Ropes & Gray LLP: Disqualification of “Bad Actors” from Regulation D Offerings
By Jason Brown
Ropes & Gray LLP
Effective September 23, 2013, the SEC adopted amendments to Regulation D to disqualify securities offerings involving “bad actors” from reliance on the exemption from registration pursuant to Rule 506. The disqualification applies to Rule 506 generally and not just the newly adopted Rule 506(c) (which permits general solicitation).
The covered persons (i.e., persons who could be considered “bad actors” under the rule) most likely to be involved with private equity funds include:
- Investment managers of funds;
- The directors, executive officers, other officers participating in the offering, general partners and managing members of such investment managers;
- The fund itself and affiliate issuers (“affiliate issuer” could arguably include a wide array of related entities);
- Directors, executive officers, other officers participating in the offering, general partners or managing members of the fund (e.g., the fund’s general partner or Cayman directors);
- 20% beneficial owners of the fund measured by voting power (fund sponsors will need to consider whether investors in the funds hold “voting securities” for purposes of Rule 506); and
- Persons compensated for soliciting investors (e.g., placement agents) as well as the general partners, directors, executive officers, other officers participating in the offering, and managing members of any compensated solicitor.
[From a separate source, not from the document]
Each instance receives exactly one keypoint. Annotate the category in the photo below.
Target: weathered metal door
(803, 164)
There is a wide array of disqualifying events. However, the disqualifying events most likely to apply to covered persons of private equity funds are as follows (each of which has certain time periods after which the event is no longer a disqualifying event):
- 1. Certain SEC orders in connection with violations of anti-fraud provisions of the federal securities laws;
- 2. Criminal convictions, court injunctions and restraining orders in connection with the purchase or sale of a security, involving the making of a false filing with the SEC, or arising out of the conduct of certain financial intermediaries; and
- 3. Final orders from certain state and federal regulators (i) that bar a person from associating with a regulated entity in the business of securities, insurance or banking or (ii) that find a violation of any law or regulation that prohibits fraudulent, manipulative, or deceptive conduct.
A fund will be disqualified only for disqualifying events that occur after September 23, 2013. If an event that would otherwise be a disqualifying event occurred before September 23, the fund is required to provide investors with written disclosure of the event.
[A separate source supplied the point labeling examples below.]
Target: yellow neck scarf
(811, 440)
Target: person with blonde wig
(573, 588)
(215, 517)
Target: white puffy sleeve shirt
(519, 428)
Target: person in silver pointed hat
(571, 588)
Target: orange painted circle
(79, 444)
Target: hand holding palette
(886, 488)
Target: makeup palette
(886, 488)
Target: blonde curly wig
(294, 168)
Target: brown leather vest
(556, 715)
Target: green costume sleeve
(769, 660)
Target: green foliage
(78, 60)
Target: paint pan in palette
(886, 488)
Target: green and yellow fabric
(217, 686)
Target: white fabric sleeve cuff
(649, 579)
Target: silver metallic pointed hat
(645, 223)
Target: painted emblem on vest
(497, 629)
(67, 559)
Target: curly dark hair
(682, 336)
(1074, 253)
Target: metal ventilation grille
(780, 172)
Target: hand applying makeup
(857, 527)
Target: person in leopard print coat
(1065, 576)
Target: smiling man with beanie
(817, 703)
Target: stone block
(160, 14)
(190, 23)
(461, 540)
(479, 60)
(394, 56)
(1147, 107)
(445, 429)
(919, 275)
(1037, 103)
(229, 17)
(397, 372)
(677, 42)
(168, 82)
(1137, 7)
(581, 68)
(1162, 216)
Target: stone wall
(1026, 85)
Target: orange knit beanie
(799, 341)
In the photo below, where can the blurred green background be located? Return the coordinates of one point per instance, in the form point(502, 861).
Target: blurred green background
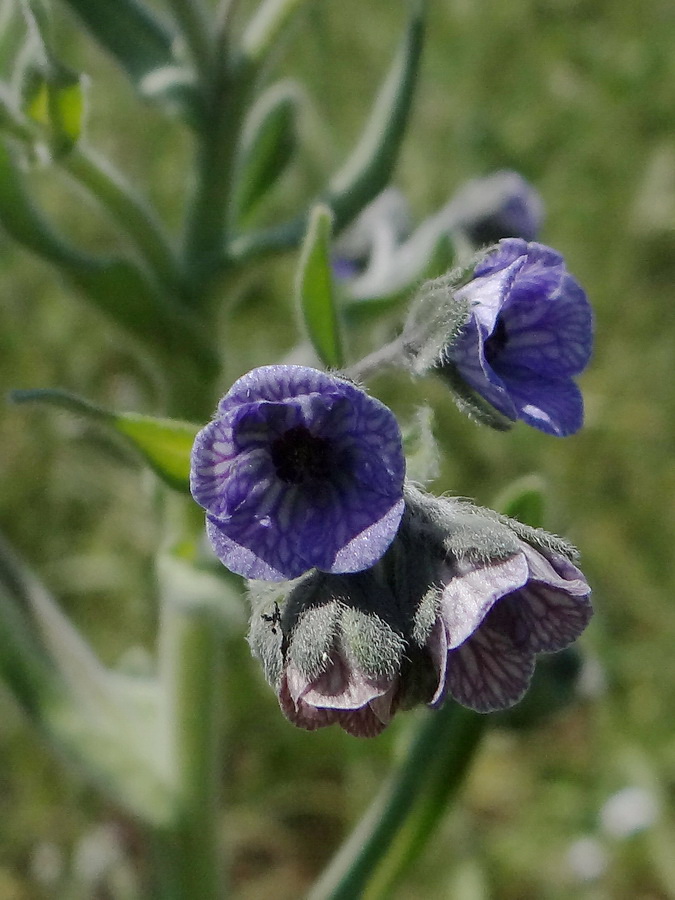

The bad actor amendment includes a waiver provision, under which the SEC may grant a waiver of disqualification if it determines that an issuer has shown good cause that it is not necessary under the circumstances that the registration exemption be denied. The adopting release identifies a number of circumstances that could, depending on the specific facts, be relevant to the evaluation of a waiver request.
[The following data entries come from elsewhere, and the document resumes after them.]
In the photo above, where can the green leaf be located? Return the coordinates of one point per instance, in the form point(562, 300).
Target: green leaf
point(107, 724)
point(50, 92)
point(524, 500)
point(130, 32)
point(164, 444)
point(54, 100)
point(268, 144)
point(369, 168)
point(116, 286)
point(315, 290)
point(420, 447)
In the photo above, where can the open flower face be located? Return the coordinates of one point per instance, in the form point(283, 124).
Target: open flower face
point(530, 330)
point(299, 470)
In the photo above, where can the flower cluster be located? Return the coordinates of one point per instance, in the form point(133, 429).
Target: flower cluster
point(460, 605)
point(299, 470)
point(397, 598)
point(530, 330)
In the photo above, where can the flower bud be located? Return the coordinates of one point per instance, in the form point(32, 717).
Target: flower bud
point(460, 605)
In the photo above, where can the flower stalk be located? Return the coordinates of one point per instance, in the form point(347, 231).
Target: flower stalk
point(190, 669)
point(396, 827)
The final rule provides an exception from disqualification when the issuer can show it did not know and, in the exercise of reasonable care, could not have known that a covered person with a disqualifying event participated in the offering. Therefore, the SEC suggests that fund sponsors consider distribution of “questionnaires or certifications, perhaps accompanied by contractual representations, covenants and undertakings,” to, among others, investment manager personnel and placement agents. Fund sponsors may also wish to add appropriate provisions to placement agent contracts to address a situation in which a placement agent becomes a bad actor during an offering.
In light of the seriousness of the bad actor rules, a “bad actor” finding applicable to an investment manager could constitute a form of commercial “death penalty” for the firm and/or its personnel. Therefore, to the extent enforcement actions are brought against a fund manager or its personnel, the bad actor rules should be taken into account in settlement negotiations. Additionally, investment managers should take care when hiring new employees to ensure any such employees constituting covered persons are not subject to any “bad actor” disqualifications under Rule 506.
For an issuer that is disqualified from using Rule 506, a separate question is whether the nature of the offering permits reliance on Section 4(a)(2) to conduct the offering, notwithstanding the non-availability of the safe harbor that would otherwise be provided by Rule 506.
In conclusion, prior to September 23, 2013 (or as soon as possible thereafter), firms should determine the universe of applicable covered persons, determine the due diligence to be performed on those covered persons and the deadline for performing such diligence. Fund sponsors currently fundraising will need to conduct this due diligence prior to the effective date of the rule (i.e., September 23, 2013) so that they can determine if disclosure is required for pre-September 23 disqualifying events. For funds not currently fundraising, their deadline may be several years in the future (although it may be a concern for new hires in the interim).